Every year, the IRS expects around 155 million income tax returns. With that many returns to review, it’s inevitable that the federal tax agency will make mistakes once in a while. If the IRS makes an error on your taxes, it is up to you (and, potentially, a tax attorney) to point out its mistake. Otherwise, you might have to pay far more in taxes than you really owe.
If you have gotten a letter from the IRS claiming you owe a tax bill you believe is incorrect, here are some steps to take.
Get your paperwork together
In your response to the IRS letter, clearly state what the agency’s error was. Provide documentation to back up your assertion. For example, if the IRS seems to be double-counting the income listed on your W-2, a copy of your W-2 would help show the error, as would a statement of your actual income.
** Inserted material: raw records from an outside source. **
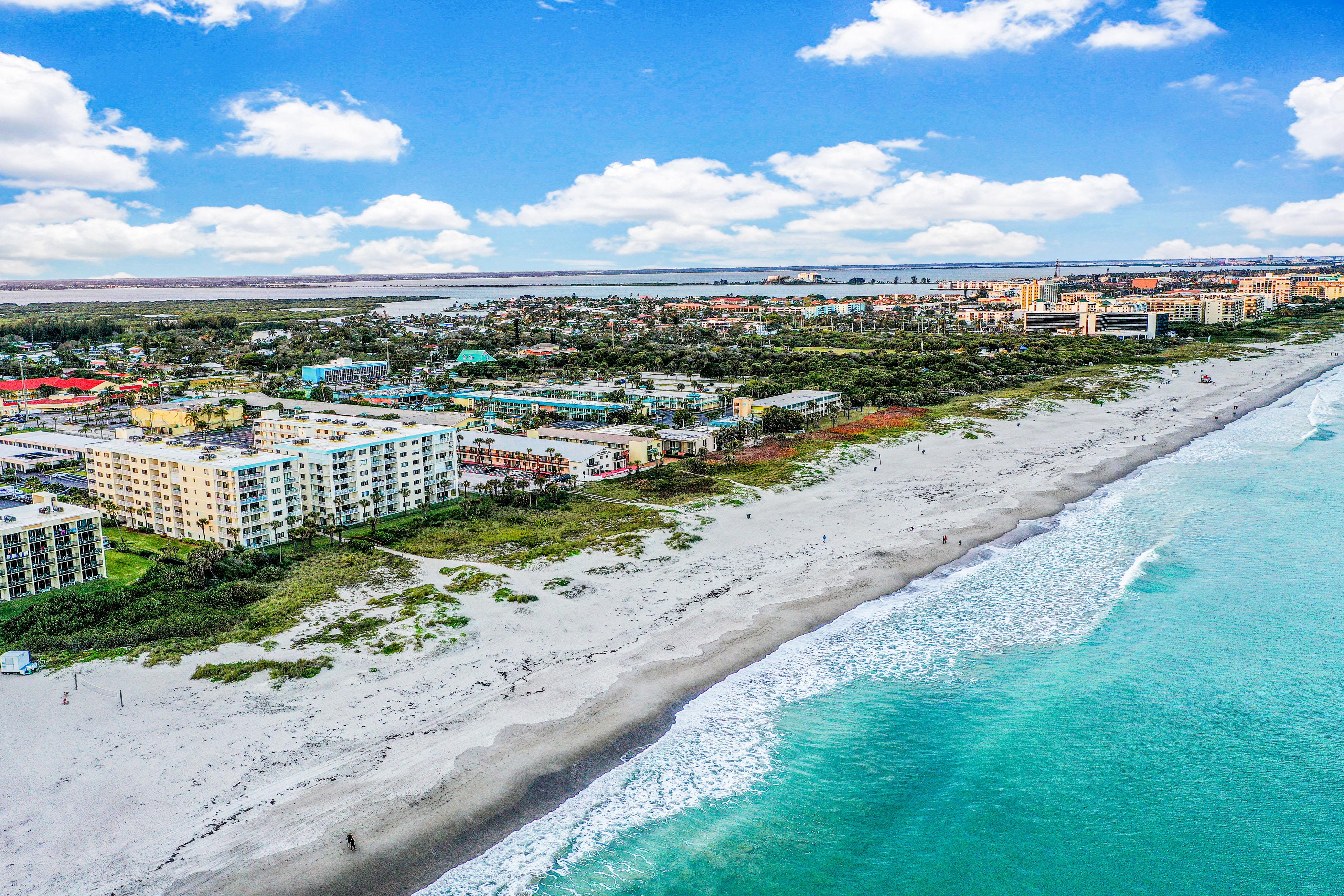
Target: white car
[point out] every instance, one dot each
(18, 663)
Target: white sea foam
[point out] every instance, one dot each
(1050, 589)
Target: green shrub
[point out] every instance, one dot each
(280, 671)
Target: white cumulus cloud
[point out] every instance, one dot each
(410, 213)
(689, 191)
(846, 171)
(264, 236)
(1308, 218)
(49, 138)
(971, 238)
(286, 127)
(1182, 23)
(1183, 249)
(412, 256)
(917, 29)
(203, 13)
(57, 207)
(922, 199)
(1320, 117)
(69, 225)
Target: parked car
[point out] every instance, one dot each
(17, 663)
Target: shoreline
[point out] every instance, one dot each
(432, 757)
(503, 809)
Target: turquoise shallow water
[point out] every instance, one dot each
(1145, 698)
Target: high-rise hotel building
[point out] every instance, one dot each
(191, 490)
(359, 468)
(343, 471)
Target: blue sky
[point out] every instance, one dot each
(354, 136)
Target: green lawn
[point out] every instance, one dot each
(142, 541)
(515, 536)
(124, 569)
(10, 609)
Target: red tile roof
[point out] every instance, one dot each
(56, 382)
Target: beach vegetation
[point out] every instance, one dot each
(514, 597)
(515, 536)
(200, 602)
(280, 671)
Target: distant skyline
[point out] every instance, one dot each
(222, 138)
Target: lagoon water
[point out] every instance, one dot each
(447, 294)
(1144, 698)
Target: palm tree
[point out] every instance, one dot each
(378, 502)
(294, 523)
(111, 508)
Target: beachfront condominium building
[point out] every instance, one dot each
(344, 370)
(651, 399)
(808, 402)
(353, 469)
(1224, 309)
(1038, 291)
(189, 490)
(581, 461)
(49, 545)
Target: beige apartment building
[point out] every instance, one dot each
(353, 469)
(1224, 309)
(49, 545)
(1038, 291)
(190, 490)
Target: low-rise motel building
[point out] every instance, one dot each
(652, 399)
(549, 457)
(185, 418)
(344, 370)
(810, 402)
(642, 450)
(515, 405)
(49, 545)
(354, 469)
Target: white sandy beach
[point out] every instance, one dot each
(200, 788)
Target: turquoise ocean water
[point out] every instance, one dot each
(1144, 698)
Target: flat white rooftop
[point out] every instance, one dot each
(33, 514)
(226, 457)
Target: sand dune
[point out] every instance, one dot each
(243, 789)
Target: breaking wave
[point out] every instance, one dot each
(1047, 582)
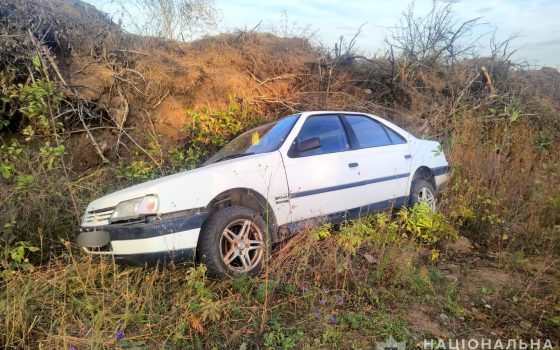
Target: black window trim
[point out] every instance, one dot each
(346, 133)
(354, 139)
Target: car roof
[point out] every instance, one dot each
(333, 112)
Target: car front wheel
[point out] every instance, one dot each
(423, 191)
(233, 241)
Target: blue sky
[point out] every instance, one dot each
(536, 22)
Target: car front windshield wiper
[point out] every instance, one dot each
(231, 156)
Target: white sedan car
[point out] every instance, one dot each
(264, 186)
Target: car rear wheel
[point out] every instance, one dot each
(422, 191)
(233, 241)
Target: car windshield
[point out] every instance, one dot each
(262, 139)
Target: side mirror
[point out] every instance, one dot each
(309, 144)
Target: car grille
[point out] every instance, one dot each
(98, 217)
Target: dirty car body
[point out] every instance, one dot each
(305, 168)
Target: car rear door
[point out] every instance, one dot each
(320, 180)
(384, 162)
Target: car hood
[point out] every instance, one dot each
(175, 190)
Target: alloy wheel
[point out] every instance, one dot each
(426, 196)
(242, 245)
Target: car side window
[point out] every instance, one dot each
(368, 132)
(329, 130)
(396, 138)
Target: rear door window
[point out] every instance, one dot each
(368, 132)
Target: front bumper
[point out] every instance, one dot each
(157, 239)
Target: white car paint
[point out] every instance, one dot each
(297, 189)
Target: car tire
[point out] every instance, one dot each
(423, 191)
(233, 241)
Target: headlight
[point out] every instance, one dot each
(135, 208)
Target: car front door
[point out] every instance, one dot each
(383, 160)
(320, 179)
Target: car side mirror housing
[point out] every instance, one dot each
(309, 144)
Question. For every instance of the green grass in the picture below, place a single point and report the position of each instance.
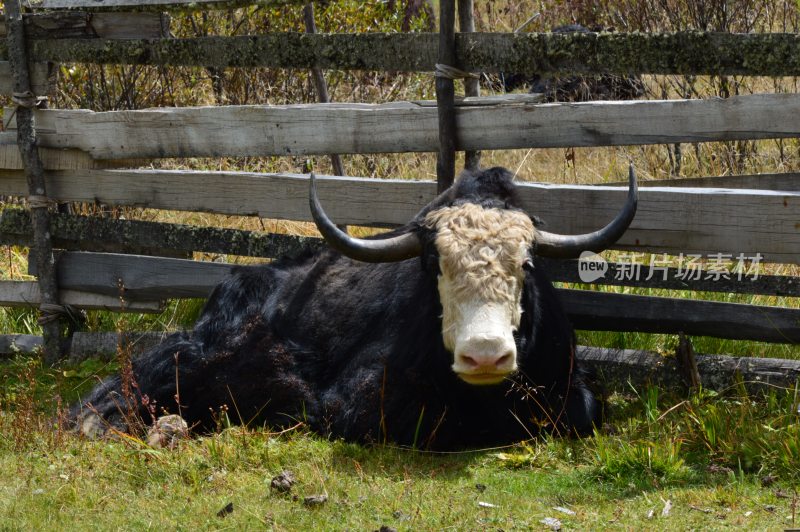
(706, 454)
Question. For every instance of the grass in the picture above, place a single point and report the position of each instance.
(655, 448)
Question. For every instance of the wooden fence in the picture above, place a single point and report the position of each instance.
(132, 266)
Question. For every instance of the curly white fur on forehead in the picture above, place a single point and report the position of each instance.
(482, 250)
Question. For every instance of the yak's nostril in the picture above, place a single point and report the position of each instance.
(469, 361)
(504, 360)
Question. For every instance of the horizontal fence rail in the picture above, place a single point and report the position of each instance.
(668, 220)
(79, 233)
(138, 277)
(789, 181)
(320, 129)
(182, 5)
(26, 294)
(687, 53)
(616, 368)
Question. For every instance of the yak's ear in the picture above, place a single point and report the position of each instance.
(527, 264)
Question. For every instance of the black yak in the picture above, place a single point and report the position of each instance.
(442, 334)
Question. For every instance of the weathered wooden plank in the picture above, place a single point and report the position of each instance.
(26, 294)
(80, 233)
(11, 344)
(136, 277)
(404, 127)
(617, 369)
(687, 53)
(42, 83)
(144, 5)
(83, 25)
(621, 312)
(789, 181)
(53, 158)
(148, 277)
(668, 220)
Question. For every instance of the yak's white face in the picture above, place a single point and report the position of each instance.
(481, 257)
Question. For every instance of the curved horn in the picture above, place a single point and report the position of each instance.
(571, 246)
(391, 249)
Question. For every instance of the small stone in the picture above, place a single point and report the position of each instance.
(768, 480)
(551, 522)
(167, 432)
(227, 509)
(315, 500)
(283, 482)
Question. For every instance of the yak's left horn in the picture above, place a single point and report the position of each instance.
(571, 246)
(390, 249)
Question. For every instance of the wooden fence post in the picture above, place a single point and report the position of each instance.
(466, 24)
(319, 83)
(445, 96)
(25, 102)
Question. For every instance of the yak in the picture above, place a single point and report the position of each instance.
(443, 334)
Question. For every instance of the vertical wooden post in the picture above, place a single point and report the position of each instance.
(34, 173)
(319, 82)
(445, 97)
(466, 24)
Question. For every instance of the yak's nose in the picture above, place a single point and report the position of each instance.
(485, 359)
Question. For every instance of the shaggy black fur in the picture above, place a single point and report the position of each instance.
(355, 351)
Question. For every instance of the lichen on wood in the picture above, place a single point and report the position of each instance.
(150, 238)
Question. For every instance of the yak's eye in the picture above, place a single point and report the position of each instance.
(527, 264)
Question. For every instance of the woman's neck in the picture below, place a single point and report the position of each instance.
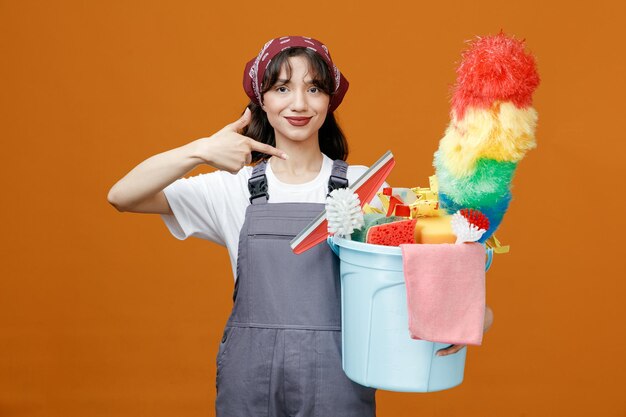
(304, 163)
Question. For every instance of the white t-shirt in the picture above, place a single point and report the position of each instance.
(212, 206)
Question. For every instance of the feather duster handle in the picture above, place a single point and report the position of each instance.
(343, 212)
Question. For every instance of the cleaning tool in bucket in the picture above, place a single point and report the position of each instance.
(365, 188)
(492, 126)
(377, 349)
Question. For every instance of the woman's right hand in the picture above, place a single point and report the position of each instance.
(229, 150)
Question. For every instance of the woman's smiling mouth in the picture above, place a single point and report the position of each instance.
(298, 121)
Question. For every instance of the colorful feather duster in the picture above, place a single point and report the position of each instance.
(492, 127)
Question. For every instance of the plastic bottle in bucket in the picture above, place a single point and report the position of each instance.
(377, 349)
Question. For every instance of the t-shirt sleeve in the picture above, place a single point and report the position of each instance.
(194, 211)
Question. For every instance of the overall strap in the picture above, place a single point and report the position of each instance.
(257, 184)
(338, 176)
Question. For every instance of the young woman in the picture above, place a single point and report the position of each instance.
(281, 349)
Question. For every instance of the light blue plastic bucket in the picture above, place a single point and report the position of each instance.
(377, 349)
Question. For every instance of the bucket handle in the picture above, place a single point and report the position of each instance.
(333, 245)
(488, 263)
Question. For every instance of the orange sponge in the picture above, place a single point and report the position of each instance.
(392, 234)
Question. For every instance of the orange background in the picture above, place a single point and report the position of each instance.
(106, 314)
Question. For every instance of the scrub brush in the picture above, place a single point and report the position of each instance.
(469, 225)
(343, 212)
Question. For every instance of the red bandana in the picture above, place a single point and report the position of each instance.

The IRS might not respond to your response letter. You might have to contact the contact person named in the initial letter several times to get a resolution. If you get nowhere with them, you should politely ask to deal with their supervisor instead. Don’t give up.
Consider professional help
A larger disputed tax bill, such as one of $50,000 or more, puts you in danger of getting into a big financial hole. In this case, it may make sense for you to turn to a tax attorney to get the matter resolved. For one thing, if the IRS won’t recognize its mistake, you may need to file a lawsuit.